When it comes to promoting economic growth that will lead to increased employment and investment in this country, reform of our international tax system is important. As Senate Finance Committee Chairman Orrin Hatch, R-Utah, noted in his opening remarks at the same hearing, “Reforming our international tax system is a critical step on the road toward comprehensive tax reform.”

Other industrialized countries have realized that the global economy has slowly changed over the last few decades and adapted their tax systems accordingly. Of the 34 Organization for Economic Cooperation and Development (OECD) countries, the United States is one of only six which taxes corporations in a worldwide system, whereas thirteen have moved to a territorial system since 2000. Along with Japan, other nations have also implemented reforms to lower their corporate tax rates.

With foreign companies taxed under a territorial system — in which foreign profits are not taxed again when brought to the home country — U.S. multinational corporations operate at an economic disadvantage in the global marketplace.

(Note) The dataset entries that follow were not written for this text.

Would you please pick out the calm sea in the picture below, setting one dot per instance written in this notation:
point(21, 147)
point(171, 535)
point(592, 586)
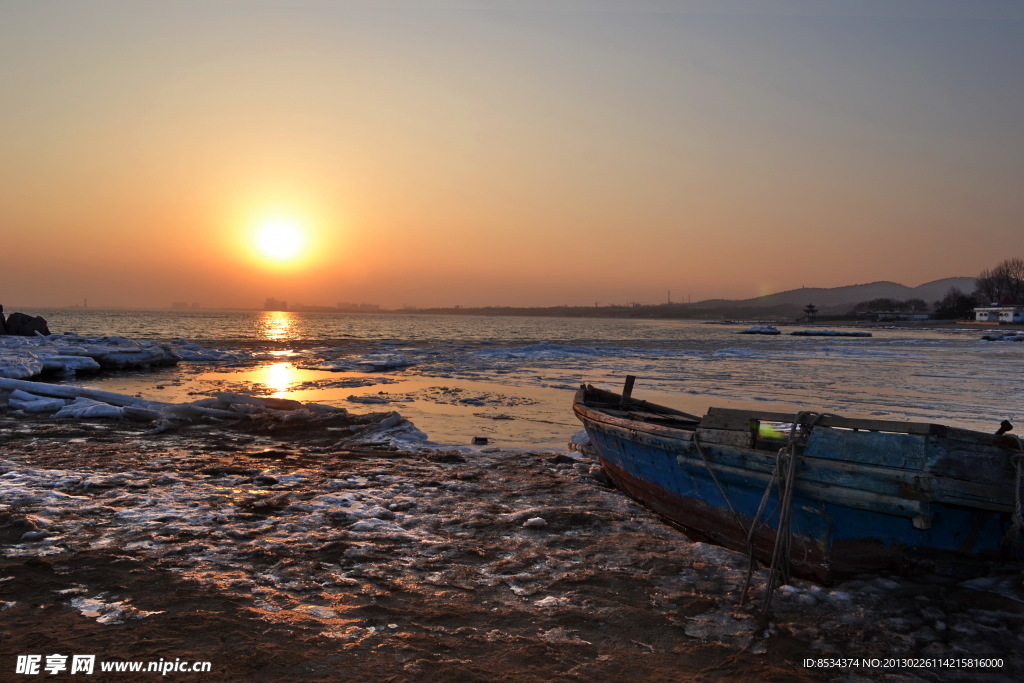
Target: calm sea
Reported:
point(511, 379)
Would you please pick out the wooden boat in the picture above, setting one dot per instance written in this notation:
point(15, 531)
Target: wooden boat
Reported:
point(851, 496)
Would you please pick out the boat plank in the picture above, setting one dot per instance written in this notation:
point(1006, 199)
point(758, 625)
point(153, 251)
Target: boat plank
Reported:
point(727, 418)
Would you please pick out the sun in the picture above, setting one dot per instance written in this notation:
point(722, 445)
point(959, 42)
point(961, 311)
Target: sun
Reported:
point(280, 240)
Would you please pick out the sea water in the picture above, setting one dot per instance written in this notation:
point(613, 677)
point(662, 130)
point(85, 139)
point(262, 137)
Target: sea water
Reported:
point(511, 379)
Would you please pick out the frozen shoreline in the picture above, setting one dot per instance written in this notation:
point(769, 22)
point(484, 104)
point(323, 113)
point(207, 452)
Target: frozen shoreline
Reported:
point(428, 564)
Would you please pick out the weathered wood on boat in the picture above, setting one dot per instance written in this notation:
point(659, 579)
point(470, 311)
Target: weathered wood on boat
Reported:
point(726, 418)
point(868, 495)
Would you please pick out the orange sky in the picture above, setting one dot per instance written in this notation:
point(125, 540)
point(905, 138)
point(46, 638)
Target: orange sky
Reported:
point(499, 153)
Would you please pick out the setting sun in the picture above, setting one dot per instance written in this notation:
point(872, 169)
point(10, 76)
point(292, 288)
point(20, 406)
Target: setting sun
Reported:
point(280, 240)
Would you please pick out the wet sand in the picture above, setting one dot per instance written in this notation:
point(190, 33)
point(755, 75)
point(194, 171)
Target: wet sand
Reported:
point(275, 555)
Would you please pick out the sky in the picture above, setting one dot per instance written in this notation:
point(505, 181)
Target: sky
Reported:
point(442, 153)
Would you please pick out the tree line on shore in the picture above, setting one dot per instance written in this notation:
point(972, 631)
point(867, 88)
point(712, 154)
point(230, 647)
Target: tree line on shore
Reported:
point(1001, 285)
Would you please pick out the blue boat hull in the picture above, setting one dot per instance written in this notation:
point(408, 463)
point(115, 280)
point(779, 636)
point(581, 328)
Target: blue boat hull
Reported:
point(847, 516)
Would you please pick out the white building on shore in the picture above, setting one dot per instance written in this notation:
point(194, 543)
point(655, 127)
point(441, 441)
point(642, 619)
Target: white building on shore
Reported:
point(997, 313)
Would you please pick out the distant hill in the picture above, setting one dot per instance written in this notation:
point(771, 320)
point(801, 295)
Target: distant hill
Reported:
point(841, 299)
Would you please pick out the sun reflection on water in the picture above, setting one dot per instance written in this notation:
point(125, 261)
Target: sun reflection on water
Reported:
point(280, 377)
point(275, 326)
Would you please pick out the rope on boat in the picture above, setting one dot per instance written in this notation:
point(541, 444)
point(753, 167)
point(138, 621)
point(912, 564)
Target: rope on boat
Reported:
point(704, 459)
point(1017, 527)
point(786, 467)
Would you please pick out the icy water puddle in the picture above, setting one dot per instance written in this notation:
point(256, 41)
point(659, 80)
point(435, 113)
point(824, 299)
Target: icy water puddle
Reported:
point(450, 411)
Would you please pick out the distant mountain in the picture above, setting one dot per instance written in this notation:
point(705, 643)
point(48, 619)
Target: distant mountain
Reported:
point(841, 299)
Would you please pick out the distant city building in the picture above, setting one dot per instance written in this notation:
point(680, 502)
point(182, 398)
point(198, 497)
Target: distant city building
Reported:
point(999, 313)
point(364, 307)
point(274, 304)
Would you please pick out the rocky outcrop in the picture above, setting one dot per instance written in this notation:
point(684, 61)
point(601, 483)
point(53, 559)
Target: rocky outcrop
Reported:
point(23, 325)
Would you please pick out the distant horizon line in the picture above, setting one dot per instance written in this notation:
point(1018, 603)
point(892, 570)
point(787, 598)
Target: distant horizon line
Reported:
point(375, 308)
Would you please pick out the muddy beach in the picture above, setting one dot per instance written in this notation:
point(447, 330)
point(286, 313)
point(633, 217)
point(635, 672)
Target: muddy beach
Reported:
point(272, 554)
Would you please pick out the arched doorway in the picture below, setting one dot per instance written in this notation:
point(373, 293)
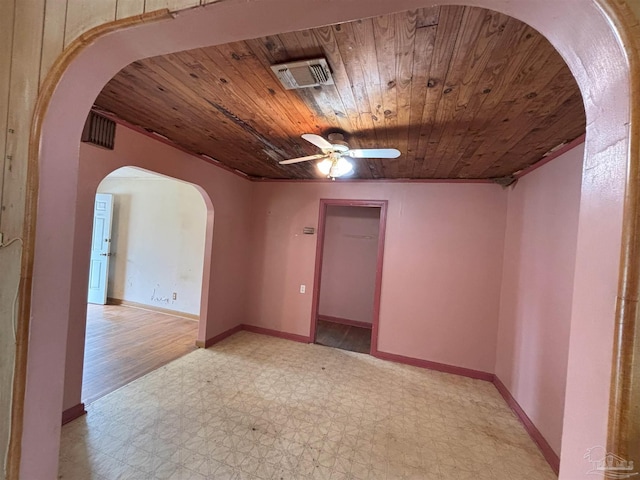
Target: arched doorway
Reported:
point(601, 209)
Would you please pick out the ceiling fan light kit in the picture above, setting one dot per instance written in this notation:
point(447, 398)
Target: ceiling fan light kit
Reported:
point(335, 168)
point(333, 159)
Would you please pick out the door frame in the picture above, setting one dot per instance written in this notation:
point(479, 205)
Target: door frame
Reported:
point(317, 276)
point(105, 249)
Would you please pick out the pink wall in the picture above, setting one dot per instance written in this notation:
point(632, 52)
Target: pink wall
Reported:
point(583, 35)
point(537, 290)
point(349, 263)
point(226, 261)
point(441, 274)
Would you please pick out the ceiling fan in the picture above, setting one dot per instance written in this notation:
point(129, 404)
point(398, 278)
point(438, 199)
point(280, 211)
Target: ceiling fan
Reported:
point(333, 163)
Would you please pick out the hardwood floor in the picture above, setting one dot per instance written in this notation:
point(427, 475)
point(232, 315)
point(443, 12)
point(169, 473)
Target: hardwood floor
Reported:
point(124, 343)
point(345, 337)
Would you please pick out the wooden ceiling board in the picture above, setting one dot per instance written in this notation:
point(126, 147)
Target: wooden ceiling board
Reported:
point(462, 92)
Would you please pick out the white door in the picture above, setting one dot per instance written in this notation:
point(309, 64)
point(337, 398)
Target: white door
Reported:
point(100, 249)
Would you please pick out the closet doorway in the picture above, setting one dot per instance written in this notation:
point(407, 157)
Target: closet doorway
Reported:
point(348, 275)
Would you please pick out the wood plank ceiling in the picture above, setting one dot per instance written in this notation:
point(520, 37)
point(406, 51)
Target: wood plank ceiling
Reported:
point(462, 92)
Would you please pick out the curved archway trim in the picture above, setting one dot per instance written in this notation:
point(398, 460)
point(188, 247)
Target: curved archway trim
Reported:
point(622, 17)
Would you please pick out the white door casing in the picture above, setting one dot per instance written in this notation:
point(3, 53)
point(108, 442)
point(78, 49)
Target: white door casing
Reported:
point(100, 249)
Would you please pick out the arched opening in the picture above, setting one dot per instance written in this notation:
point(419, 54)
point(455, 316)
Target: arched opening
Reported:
point(145, 279)
point(606, 152)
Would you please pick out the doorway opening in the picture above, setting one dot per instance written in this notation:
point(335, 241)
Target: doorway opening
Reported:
point(145, 278)
point(348, 274)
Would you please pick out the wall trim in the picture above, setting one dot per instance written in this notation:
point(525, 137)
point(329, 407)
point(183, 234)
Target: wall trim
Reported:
point(439, 367)
point(345, 321)
point(218, 338)
point(547, 452)
point(153, 308)
point(72, 413)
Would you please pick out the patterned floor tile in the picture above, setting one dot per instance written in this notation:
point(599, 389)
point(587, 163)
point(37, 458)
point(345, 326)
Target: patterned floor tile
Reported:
point(259, 408)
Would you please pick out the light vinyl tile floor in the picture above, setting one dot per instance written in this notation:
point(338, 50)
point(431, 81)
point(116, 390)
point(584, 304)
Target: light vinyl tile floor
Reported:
point(259, 408)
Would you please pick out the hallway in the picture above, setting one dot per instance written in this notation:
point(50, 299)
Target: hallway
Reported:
point(124, 343)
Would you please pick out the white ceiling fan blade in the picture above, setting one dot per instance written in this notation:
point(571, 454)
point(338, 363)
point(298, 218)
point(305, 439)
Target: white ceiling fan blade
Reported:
point(374, 153)
point(303, 159)
point(317, 140)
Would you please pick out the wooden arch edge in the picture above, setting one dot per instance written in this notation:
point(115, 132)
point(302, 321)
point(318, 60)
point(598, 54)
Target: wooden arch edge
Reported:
point(622, 430)
point(29, 229)
point(623, 433)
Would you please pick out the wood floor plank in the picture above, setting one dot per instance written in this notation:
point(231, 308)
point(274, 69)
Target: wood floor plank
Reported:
point(124, 343)
point(344, 337)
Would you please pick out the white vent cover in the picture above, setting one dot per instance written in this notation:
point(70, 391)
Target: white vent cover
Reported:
point(307, 73)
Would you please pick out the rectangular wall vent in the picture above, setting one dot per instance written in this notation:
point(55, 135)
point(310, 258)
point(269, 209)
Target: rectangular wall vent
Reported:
point(307, 73)
point(99, 130)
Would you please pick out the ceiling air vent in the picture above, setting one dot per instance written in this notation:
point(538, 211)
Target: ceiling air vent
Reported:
point(307, 73)
point(99, 130)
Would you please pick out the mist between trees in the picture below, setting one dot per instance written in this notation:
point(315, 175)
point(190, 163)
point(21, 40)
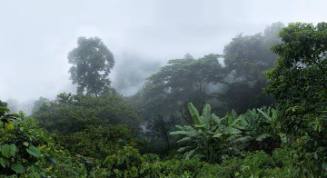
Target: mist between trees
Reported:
point(264, 113)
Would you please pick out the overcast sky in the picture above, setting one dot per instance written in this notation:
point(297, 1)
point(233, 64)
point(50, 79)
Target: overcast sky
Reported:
point(36, 35)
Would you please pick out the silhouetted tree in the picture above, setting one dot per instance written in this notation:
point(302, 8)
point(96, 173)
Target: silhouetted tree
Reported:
point(92, 62)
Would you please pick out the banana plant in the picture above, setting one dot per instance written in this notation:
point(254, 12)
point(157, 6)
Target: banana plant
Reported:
point(214, 138)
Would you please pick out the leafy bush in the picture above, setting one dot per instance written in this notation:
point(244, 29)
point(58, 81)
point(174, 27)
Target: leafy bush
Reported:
point(28, 151)
point(213, 139)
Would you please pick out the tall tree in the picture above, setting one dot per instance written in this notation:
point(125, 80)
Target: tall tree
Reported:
point(92, 62)
point(247, 58)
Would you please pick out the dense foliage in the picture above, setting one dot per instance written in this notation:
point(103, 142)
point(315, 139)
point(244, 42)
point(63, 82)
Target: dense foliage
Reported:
point(241, 131)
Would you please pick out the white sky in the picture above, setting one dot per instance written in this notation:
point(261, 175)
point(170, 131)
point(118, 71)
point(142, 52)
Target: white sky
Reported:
point(36, 35)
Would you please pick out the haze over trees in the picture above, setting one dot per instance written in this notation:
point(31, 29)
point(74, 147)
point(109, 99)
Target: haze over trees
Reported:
point(257, 110)
point(92, 62)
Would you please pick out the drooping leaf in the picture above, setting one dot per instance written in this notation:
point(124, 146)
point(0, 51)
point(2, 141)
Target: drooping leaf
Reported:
point(18, 168)
point(8, 150)
point(33, 151)
point(194, 113)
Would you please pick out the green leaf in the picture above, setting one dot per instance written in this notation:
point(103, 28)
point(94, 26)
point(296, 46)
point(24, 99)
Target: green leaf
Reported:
point(18, 168)
point(262, 137)
point(194, 113)
point(33, 151)
point(3, 162)
point(8, 151)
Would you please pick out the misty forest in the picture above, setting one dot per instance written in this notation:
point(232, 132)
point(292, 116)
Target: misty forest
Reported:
point(257, 109)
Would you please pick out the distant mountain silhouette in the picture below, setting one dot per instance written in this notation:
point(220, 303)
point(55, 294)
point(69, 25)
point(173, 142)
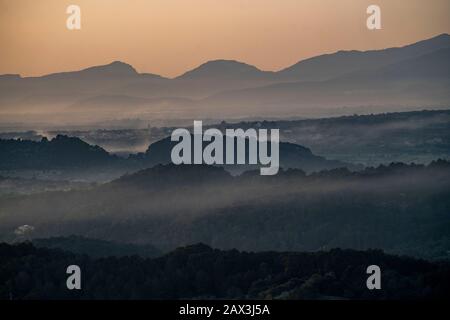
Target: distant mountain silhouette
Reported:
point(59, 152)
point(332, 65)
point(410, 76)
point(416, 81)
point(224, 69)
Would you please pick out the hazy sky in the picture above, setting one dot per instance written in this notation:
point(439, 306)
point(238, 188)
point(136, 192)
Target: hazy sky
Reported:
point(168, 37)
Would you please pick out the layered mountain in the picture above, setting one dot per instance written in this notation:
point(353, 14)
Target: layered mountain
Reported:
point(290, 156)
point(59, 152)
point(329, 66)
point(410, 76)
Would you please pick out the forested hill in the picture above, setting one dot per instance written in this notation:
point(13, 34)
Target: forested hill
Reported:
point(199, 271)
point(402, 209)
point(59, 152)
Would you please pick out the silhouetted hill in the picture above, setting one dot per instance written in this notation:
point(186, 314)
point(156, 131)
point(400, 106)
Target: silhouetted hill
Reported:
point(412, 76)
point(398, 208)
point(199, 271)
point(59, 152)
point(417, 81)
point(333, 65)
point(96, 248)
point(114, 69)
point(291, 156)
point(224, 69)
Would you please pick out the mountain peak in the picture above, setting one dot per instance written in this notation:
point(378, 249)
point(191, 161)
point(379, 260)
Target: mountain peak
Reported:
point(221, 68)
point(114, 68)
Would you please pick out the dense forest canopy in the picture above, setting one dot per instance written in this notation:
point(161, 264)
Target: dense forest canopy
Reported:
point(399, 208)
point(199, 271)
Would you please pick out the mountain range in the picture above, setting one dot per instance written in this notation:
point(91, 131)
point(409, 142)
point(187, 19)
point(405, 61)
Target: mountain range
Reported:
point(69, 153)
point(413, 75)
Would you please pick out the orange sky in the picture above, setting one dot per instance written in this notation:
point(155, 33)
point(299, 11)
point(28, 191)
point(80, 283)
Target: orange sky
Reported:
point(169, 37)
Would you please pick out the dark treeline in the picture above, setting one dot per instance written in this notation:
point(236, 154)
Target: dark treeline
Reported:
point(398, 208)
point(201, 272)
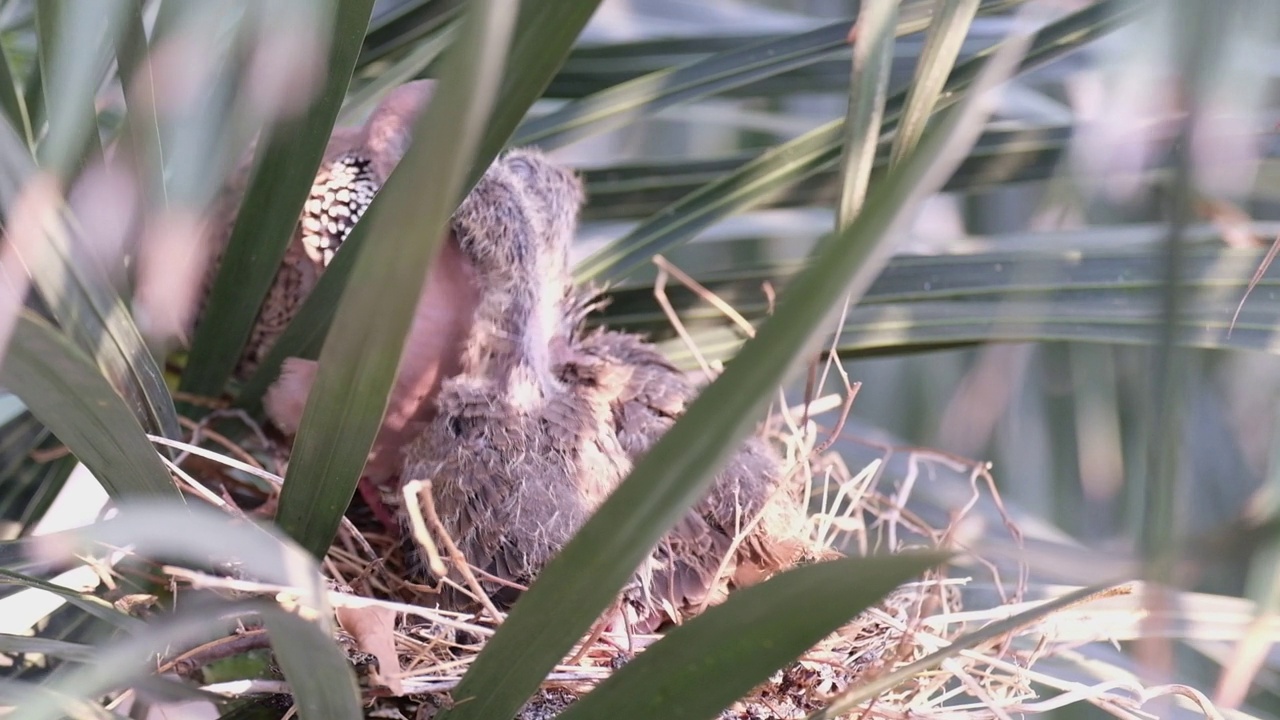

It is surprising that the administration and some in Congress want to double-down on our current system. They have proposed changes that would place U.S. oil companies at an even greater disadvantage when they operate abroad by taking away their ability to utilize the foreign tax credit. These changes would make the already onerous system under which American companies operate even more difficult and burdensome to navigate.

Not to mention the fact that according to IRS data, the petroleum industry (along with coal products manufacturing) already pays $42.7 billion in foreign taxes on $118.2 billion in taxable income — more than any other sector. Imposing double taxation will only further restrict U.S. energy companies from growing and expanding in the global economy, costing American jobs and revenue.

It’s important to note that it’s not just large multinational corporations with foreign operations being affected by onerous international tax rules. U.S. small and medium-size businesses, which make up 26 percent of multinational corporations according to the Commerce Department, must also try to stay competitive on the global stage under those same rules.

Rather than moving backwards, the United States should look to reform its international tax code. Reducing our corporate income tax rate and enacting a territorial tax system — one that exempts U.S. multinationals’ foreign income from domestic taxation — would bring our tax code more in line with the rest of the world. This will help U.S. corporations be more competitive overseas, which means more money is available to create more jobs and investment here in the United States.

Our current international tax system must catch up to the global marketplace reality. Rather than hinder American companies as they try to stay competitive globally, lawmakers need to sit down together to figure out how we can help American businesses — large and small — succeed both here and across the world.

Kyle Pomerleau is an Economist for the Tax Foundation’s Center for Federal Tax Policy.